Share

Keturunan

Dalam tiga puluh menit selanjutnya, mereka membicarakan aksi heroik Venus yang dijuluki Sang Bizura Yang Payah oleh teman-temannya. Sementara Venus sendiri sibuk makan seraya mengomeli semangkuk muntahan nasi abon yang ia pegang.

“Dari mana kau yakin kalau kau bakal bisa mengeluarkan Bakat sebesar itu?” satu saat Virzash bertanya penasaran.

“Nah, betul juga,” Shad mengiyakan. “Bagaimana kalau perhitunganmu ternyata salah, Ven?”

Venus memutar-mutar bola mata dan mengetuk-ngetuk pinggiran mangkuknya.

“Maaf sudah mengecewakan kalian, tapi aku tidak merasa sudah menghitung apapun saat itu!” ucapnya ketus. “Pak Zub bakal diserang oleh segerombol kepala setan terbang, dan kalian malah mempertanyakan bagaimana caraku bisa berpikir?! Aku nggak berpikir!”
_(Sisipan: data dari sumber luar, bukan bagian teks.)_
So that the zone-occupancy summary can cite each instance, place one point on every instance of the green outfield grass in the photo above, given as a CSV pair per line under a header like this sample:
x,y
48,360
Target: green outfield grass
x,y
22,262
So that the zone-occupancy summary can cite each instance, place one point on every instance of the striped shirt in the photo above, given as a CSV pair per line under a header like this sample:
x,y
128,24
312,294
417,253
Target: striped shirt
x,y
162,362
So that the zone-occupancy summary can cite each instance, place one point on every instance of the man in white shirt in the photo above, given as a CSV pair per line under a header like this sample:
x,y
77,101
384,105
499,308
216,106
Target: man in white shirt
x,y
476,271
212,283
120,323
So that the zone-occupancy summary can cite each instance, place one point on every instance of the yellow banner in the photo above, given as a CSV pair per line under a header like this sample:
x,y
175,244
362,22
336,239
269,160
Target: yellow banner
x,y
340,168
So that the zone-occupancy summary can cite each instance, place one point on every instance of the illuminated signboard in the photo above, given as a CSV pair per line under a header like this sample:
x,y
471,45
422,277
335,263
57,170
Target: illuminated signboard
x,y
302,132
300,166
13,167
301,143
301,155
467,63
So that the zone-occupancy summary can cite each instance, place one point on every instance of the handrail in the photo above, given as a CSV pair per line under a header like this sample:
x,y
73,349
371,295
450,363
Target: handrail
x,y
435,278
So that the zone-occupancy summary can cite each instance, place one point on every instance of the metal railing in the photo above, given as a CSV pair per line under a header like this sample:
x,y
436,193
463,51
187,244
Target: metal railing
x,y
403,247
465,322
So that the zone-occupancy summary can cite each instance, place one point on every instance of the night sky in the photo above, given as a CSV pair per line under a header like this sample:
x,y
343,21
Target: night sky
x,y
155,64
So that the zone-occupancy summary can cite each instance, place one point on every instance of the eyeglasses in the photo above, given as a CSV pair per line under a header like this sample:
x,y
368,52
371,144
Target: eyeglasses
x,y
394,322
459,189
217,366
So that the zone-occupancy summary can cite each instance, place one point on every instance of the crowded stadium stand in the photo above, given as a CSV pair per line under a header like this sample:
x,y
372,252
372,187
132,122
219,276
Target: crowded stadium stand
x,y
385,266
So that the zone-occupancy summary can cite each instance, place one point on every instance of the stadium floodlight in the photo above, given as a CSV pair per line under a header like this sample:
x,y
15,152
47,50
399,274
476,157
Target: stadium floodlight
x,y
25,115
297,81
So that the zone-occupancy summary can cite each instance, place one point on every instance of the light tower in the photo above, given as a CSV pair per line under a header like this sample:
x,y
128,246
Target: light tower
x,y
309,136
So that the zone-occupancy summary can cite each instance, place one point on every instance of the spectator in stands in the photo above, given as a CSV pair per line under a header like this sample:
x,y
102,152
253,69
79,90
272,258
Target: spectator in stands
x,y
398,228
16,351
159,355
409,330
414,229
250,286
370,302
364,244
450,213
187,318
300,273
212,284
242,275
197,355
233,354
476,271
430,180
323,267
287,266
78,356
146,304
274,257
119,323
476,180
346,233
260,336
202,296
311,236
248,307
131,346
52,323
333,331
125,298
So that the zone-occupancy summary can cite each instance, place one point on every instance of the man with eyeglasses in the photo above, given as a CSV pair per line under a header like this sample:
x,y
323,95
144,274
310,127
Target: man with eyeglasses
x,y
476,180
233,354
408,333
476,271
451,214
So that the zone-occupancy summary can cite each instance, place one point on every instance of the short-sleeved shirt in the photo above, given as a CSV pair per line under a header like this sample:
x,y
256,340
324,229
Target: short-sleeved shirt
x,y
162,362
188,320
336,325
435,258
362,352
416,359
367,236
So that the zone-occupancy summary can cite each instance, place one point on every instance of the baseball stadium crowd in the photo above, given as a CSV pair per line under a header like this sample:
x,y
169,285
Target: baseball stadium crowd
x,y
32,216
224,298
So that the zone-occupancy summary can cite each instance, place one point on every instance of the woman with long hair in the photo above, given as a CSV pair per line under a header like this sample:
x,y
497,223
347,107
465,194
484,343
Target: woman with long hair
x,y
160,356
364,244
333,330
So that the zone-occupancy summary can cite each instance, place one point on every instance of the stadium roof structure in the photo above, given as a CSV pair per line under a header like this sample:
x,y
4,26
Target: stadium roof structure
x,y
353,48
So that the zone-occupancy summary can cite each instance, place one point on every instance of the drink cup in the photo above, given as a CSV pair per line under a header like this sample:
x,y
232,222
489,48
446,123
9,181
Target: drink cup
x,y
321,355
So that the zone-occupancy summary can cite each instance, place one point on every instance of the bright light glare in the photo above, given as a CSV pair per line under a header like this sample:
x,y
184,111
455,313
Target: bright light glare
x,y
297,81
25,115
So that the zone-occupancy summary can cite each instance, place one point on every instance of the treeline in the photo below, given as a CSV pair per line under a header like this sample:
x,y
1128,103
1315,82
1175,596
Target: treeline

“Pantas kau mati,” cetus Lou tiba-tiba.

Ketukan Venus pada mangkuknya berhenti kira-kira sepersekian detik. Kata-kata Lou mengingatkannya pada mimpi buruk … entahlah, rasanya malah seperti bukan mimpi. Venus mengerjapkan mata, dan ketukan pada mangkuknya malah lebih cepat dari sebelumnya.

Virzash berdecak.

“Kau ini lagi makan atau apa, sih?” tanya cowok berwajah bayi itu.

Venus menatapnya.

“Jadi tukang bakso.”

“Hah?”

Geli rasanya melihat teman-temannya melongo seperti sekarang, tapi Venus punya pertanyaaan yang lebih baik dari sekadar menelan bubur hambar.

“Ada kabar apa di sekolah?”

Ris dengan sigap menjelaskan segala hal yang terlewat oleh Venus. Yang lain ikut menyimak dan menambahkan informasi.

Kata Ris, semua anak di sekolah ini kaget, bahkan bisa dibilang para krona juga. Bukan hanya aksi penyelamatan Pak Zub yang mengesankan, tapi karena kemampuan Venus yang malah membuat semua orang jadi bertambah khawatir dari sebelumnya.

“Apa-apaan itu?!” protes Venus tak terima.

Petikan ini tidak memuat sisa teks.